Reputation: 71
I have a dataframe with two multiple columns, two of which are id and label as shown below.
+---+---+---+
| id| label|
+---+---+---+
| 1| "abc"|
| 1| "abc"|
| 1| "def"|
| 2| "def"|
| 2| "def"|
+---+---+---+
I want to groupBy "id" and aggregate the label column by counts (ignore null) of label in a map data structure and the expected result is as shown below:
+---+---+--+--+--+--+--+--
| id| label |
+---+-----+----+----+----+
| 1| {"abc":2, "def":1}|
| 2| {"def":2} |
+---+-----+----+----+----+
Is it possible to do this without using user-defined aggregate functions? I saw a similar answer here, but it doesn't aggregate based on the count of each item.
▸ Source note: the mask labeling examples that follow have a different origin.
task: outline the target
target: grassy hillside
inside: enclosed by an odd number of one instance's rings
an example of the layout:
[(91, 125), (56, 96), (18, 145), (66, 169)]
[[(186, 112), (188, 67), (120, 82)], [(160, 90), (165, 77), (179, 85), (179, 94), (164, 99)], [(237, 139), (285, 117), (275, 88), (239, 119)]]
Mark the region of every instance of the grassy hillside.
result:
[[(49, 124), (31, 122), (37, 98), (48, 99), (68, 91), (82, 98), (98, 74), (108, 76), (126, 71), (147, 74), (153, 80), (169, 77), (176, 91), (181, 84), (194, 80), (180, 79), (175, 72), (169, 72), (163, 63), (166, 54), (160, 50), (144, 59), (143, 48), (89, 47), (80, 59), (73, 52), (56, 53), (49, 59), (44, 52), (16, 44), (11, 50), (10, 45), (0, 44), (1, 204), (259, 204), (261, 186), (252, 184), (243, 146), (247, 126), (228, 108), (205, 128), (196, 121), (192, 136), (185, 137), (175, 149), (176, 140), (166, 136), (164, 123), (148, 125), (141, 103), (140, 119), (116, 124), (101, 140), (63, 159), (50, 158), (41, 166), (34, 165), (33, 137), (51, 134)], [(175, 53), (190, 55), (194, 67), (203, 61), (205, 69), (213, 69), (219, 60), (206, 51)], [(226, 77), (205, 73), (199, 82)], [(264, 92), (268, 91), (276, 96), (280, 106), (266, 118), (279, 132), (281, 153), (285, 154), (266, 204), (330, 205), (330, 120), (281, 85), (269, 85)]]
I apologize if this question is silly, I am new to both Scala and Spark.
Thanks
Upvotes: 1
Views: 1703
Reputation: 198
Without Custom UDFs
import org.apache.spark.sql.functions.{map, collect_list}
df.groupBy("id", "label")
.count
.select($"id", map($"label", $"count").as("map"))
.groupBy("id")
.agg(collect_list("map"))
.show(false)
+---+------------------------+
|id |collect_list(map) |
+---+------------------------+
|1 |[[def -> 1], [abc -> 2]]|
|2 |[[def -> 2]] |
+---+------------------------+
Using Custom UDF,
import org.apache.spark.sql.functions.udf
val customUdf = udf((seq: Seq[String]) => {
seq.groupBy(x => x).map(x => x._1 -> x._2.size)
})
df.groupBy("id")
.agg(collect_list("label").as("list"))
.select($"id", customUdf($"list").as("map"))
.show(false)
+---+--------------------+
|id |map |
+---+--------------------+
|1 |[abc -> 2, def -> 1]|
|2 |[def -> 2] |
+---+--------------------+
Upvotes: 2